L'engagement des avocats sera déterminant. Vous êtes les défenseurs des plus fragiles, vous êtes les conseils des entreprises. Pour chacun de vos clients, vous représentez l'espoir d'une protection efficace. J'ai la conviction que votre profession sortira consolidée de la crise parce qu'elle aura une nouvelle fois montré sa compétence et son professionnalisme.

 

Monsieur le Président Eydoux, vous avez rappelé la valeur et les vertus du dialogue. Je vous approuve sans réserve. Nous devons dépasser tous les clivages et nous tourner résolument vers l'avenir. Nous devons avancer ensemble et conjuguer nos efforts pour assurer le succès des réformes indispensables de notre justice.

 

Dans les mois à venir, nous allons avoir bien des occasions de pratiquer une concertation dynamique et constructive.
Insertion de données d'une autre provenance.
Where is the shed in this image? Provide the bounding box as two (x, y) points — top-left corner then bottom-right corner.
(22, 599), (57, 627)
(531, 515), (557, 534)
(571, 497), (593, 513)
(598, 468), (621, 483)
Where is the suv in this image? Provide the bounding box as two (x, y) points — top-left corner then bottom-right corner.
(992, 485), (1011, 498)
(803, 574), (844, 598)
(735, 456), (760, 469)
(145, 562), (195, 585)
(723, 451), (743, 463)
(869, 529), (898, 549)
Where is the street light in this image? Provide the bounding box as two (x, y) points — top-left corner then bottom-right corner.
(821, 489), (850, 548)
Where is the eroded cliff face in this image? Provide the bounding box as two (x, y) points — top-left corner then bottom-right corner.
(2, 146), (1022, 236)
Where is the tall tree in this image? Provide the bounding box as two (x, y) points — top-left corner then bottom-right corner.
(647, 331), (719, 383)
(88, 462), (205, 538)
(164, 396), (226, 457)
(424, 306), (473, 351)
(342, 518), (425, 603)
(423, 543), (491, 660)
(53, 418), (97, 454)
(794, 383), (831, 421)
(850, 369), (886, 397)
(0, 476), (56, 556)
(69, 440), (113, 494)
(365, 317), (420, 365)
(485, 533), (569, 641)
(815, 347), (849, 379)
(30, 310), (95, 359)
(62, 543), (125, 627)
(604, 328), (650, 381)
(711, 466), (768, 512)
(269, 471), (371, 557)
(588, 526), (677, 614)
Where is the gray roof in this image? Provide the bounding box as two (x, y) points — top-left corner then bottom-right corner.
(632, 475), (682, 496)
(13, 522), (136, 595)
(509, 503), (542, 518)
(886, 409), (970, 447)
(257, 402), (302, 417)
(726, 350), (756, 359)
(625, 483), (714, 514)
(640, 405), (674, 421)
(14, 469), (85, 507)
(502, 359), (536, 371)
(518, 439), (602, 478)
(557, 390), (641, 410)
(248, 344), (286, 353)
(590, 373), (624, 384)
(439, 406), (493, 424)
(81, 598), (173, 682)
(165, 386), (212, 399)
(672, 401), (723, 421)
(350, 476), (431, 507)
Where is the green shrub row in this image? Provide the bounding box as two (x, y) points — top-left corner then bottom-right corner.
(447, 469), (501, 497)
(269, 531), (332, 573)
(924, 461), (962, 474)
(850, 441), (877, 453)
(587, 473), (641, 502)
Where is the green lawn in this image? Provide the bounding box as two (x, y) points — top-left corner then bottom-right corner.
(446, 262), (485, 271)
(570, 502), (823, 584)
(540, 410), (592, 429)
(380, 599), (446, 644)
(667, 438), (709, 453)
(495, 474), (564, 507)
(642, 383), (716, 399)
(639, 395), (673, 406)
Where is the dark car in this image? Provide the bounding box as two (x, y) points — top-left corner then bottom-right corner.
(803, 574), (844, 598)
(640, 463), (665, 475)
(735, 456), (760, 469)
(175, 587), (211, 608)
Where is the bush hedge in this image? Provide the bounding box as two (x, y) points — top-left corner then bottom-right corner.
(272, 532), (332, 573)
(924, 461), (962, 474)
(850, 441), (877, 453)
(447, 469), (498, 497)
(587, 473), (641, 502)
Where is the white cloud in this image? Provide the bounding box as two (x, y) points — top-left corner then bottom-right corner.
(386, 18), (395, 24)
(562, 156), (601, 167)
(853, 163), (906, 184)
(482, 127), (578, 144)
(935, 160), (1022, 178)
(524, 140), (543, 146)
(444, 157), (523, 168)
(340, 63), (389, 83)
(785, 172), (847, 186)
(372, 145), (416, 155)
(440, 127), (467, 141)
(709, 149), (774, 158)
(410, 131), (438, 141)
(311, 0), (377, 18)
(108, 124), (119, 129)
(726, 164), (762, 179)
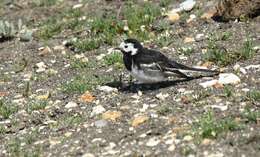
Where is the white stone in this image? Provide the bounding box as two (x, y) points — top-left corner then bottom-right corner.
(36, 62), (47, 73)
(73, 4), (83, 9)
(156, 93), (169, 100)
(183, 135), (193, 141)
(218, 73), (240, 85)
(168, 144), (176, 151)
(199, 80), (218, 88)
(96, 54), (106, 60)
(211, 103), (228, 111)
(82, 153), (95, 157)
(195, 33), (205, 41)
(65, 101), (78, 108)
(146, 138), (160, 147)
(245, 64), (260, 70)
(180, 0), (196, 11)
(97, 86), (118, 93)
(91, 105), (106, 116)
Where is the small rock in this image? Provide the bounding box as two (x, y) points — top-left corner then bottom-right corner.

Elle portera sur deux sujets majeurs :

  • la réforme de notre droit pénal et de notre procédure pénale ;
  • la recherche de nouvelles perspectives d'activité pour votre profession.

 

Je souhaite tout d'abord que la place des avocats et des droits de la défense soit renforcée dans notre droit pénal.

 

Notre procédure pénale doit parvenir à un équilibre entre les exigences de sanction et de protection, d'une part, le respect des libertés individuelles, d'autre part.

 

Dans une démocratie, dans un Etat de droit, l'avocat occupe une fonction majeure : seule son intervention permet d'assurer la défense efficace des droits et d'éclairer utilement le juge dans son office.

 

Toutes les réformes conduites depuis mai 2007 ont offert une place majeure aux droits de la défense.

 

Permettez-moi de prendre un premier exemple concret : la loi du 10 août 2007 sur la récidive.

Depuis son entrée en vigueur, cette loi a montré son utilité : plus de 10 000 condamnations à une peine plancher ont déjà été prononcées.

 

Ce dispositif laisse toute sa place à la défense : une fois sur deux, le juge écarte l'application de la peine minimale. C'est la preuve de l'efficacité de l'intervention de la défense.

 

La mission de l'avocat est tout aussi fondamentale dans le cadre de l'application de la loi du 25 février 2008 sur la déclaration d'irresponsabilité pénale pour trouble mental. La mise en place d'une audience contradictoire et publique sur la question de la responsabilité pénale de l'auteur permet aux parties de s'exprimer par l'intermédiaire de leurs avocats. De même, le prononcé d'une mesure de surveillance de sûreté ou de rétention de sûreté suppose un débat contradictoire au cours duquel la personne sera obligatoirement assistée par un avocat.

 

Les réformes qui seront menées en 2009 consacreront encore davantage les libertés individuelles et la place de l'avocat dans notre système juridique.

 

Le projet de loi pénitentiaire, qui sera en 1ère lecture au Sénat fin février-début mars, renforce de façon significative les droits des personnes détenues et augmente considérablement les possibilités d'aménagement des peines.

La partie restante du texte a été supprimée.